The challenge for this year was to analyze big data from engineering systems and predict the danger levels of the system. The data was provided by GE (General Electric). The challenge was deemed difficult due to the limited nature of the data. The problem setter, Dr Dustin Garvey, said “We tried to make it as difficult as possible to allow participants to use up their full potential”. Through analysis of the given data type, the team decided on a Part Lifespan Calculation and Usage Classification method and successfully predicted the danger levels using an Ensemble approach.
The PHM Data Challenge is held every year independently by the two pain societies of PHM, the IEEE Reliability Society and the PHM Society.

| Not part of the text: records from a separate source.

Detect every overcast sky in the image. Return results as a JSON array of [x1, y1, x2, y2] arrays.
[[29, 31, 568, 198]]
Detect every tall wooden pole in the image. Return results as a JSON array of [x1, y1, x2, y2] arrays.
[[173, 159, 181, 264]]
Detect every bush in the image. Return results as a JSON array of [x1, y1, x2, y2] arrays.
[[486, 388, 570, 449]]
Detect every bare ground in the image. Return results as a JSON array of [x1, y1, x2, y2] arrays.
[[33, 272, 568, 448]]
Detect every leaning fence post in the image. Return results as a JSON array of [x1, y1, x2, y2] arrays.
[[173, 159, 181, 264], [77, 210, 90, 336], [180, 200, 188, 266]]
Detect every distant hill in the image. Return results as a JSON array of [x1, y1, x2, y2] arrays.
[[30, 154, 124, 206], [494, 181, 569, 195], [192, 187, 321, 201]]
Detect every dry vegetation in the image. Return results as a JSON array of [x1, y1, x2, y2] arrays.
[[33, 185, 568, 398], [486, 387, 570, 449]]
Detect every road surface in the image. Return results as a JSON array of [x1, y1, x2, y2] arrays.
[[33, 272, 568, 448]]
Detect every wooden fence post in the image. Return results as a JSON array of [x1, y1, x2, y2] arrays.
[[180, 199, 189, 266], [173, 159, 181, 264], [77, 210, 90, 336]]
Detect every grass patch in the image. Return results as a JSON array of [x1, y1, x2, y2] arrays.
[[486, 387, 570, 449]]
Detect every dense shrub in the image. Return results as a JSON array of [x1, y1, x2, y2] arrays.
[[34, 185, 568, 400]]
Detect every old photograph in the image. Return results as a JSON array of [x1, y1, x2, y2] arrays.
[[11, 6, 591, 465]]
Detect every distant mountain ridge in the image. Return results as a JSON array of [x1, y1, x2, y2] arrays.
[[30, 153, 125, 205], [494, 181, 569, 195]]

Professor Youn’s team managed to claim Asia’s first prize in the IEEE Reliability Society’s Data Challenge Competition in the earlier part of the year and winner of the PHM Society’s Data Challenge Competition in the later part of the year. From the fact that the US and Europe had been monopolizing all the past wins, the consecutive wins the team made has significant meaning to it by engraving the standard of national technology globally.
It is also worth nothing that the theme of this competition is the analysis of big data using the IoT, a current hot issue in the industry. While big data has been accumulating in the industry, the finding industrial worth in the data was difficult to say the least. The achievement made this year shows applicability of big data in predicting and preventing sudden faults in engineering systems. The Fault prediction diagnostics technology currently being developed by Professor Youn is a core technology of the O&M and through this we hope to add the valuable O&M to existing manufacturing processes to achieve greater progress in the creative economy.